"Blue Horseshoe loves Anacot Steel."

Once upon a time, these famous words from the movie Wall Street sent shares of a fictional steelmaker skyrocketing -- but they ain't a patch on what happened when the real Wall Street learned that Warren Buffett loves Harley-Davidson (NYSE:HOG).

In what would have been a humdrum announcement any other day of the week, for any other company, with any other financier, yesterday, a cash-strapped Harley announced the sale of $600 million in unsecured debt to a pair of Wall Street legends. What set it apart from other financings, though, were three things:

  • The interest rate paid on the debt: 15% per annum.
  • The market's reaction to the news -- Harley shares leapt 16%.
  • And most importantly, the people doing the buying.
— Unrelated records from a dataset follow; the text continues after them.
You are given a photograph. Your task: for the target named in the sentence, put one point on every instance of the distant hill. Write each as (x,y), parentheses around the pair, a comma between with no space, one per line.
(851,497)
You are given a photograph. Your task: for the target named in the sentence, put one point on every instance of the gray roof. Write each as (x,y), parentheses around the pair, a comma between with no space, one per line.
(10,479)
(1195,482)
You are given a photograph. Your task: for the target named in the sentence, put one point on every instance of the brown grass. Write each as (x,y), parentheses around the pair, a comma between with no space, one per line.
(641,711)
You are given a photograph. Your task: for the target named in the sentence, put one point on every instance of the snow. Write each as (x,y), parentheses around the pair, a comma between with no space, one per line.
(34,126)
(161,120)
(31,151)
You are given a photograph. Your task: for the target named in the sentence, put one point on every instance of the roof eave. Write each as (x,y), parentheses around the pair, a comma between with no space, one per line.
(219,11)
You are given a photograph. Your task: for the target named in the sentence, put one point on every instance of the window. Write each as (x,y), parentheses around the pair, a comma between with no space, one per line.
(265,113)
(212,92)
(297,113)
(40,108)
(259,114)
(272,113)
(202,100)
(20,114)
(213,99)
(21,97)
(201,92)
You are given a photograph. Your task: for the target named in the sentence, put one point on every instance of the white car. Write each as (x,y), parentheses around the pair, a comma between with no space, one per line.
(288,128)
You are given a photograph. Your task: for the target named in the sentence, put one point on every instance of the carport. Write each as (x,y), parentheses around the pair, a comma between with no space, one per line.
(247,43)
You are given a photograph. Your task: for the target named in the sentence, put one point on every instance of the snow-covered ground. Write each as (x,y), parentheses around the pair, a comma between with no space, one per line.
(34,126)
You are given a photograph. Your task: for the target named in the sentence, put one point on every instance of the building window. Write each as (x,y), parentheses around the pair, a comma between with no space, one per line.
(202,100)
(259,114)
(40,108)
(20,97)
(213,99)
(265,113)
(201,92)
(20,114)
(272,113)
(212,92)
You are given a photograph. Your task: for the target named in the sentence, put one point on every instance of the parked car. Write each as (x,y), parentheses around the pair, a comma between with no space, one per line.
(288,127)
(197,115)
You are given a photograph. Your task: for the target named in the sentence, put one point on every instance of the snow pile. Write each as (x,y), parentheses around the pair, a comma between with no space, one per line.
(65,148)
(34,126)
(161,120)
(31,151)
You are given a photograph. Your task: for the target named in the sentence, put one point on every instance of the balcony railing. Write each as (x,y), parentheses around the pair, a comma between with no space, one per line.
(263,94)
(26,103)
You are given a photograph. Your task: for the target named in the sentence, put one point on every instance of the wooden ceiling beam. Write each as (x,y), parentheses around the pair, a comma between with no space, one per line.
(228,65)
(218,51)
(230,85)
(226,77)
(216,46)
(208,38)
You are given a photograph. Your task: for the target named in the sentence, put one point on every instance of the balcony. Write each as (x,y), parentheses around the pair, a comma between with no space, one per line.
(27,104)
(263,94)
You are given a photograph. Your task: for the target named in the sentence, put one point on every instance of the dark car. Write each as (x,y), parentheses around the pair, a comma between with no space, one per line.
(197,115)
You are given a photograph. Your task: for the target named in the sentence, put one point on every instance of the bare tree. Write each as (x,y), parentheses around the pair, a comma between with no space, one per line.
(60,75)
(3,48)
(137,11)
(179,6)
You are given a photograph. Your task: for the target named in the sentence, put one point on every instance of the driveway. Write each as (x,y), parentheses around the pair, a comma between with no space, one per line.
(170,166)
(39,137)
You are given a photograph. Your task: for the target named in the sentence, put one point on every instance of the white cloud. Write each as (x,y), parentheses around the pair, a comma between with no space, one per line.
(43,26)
Splitting the paper were Davis Selected Advisers, an investment fund run by scions of famed investor and Motley Fool hero, Shelby Davis, Sr., and Warren Buffett's Berkshire Hathaway (NYSE:BRK-B). Each firm picked up $300 million in debt, making the deal (from Berkshire's perspective) about as big a deal as its November investment in USG (NYSE:USG), but significantly smaller than Berkshire's higher profile moves into General Electric (NYSE:GE) and Goldman Sachs (NYSE:GE) equity.

Now, at first glance, you might not think that this would be the kind of news to move a stock 16% in a day. Taking one look at the deal, Moody's (NYSE:MCO) downgraded Harley-Davidson Financial Services' long-term creditworthiness a grade from A1to A2. UBS (NYSE:UBS) soon pointed out that the added cost of this financing will slice about $0.18 per share from Harley's fiscal 2009 profits.

And yet, the fact that everything about the deal seems negative to Harley makes the stock's reaction to the news all the more interesting. What, pray tell, could investors see in this news that's edifying?

Two things
First and most immediately, we see Harley getting a new lease on life. $600 million in new cash, plus the nearly $600 million that the hogmeister already has stashed in the bank, means that Harley can continue to burn cash at the same rate in 2009 as it did in 2008, and still not quite run out.

But as reassuring as this news is, I rather suspect that the psychological factor played the more important part. Neither Buffett nor Davis got where they are today by pouring good money into bad companies immediately prior to a bankruptcy. Investors probably think that if Buffett and Davis believe Harley will survive to repay its debts, then it will.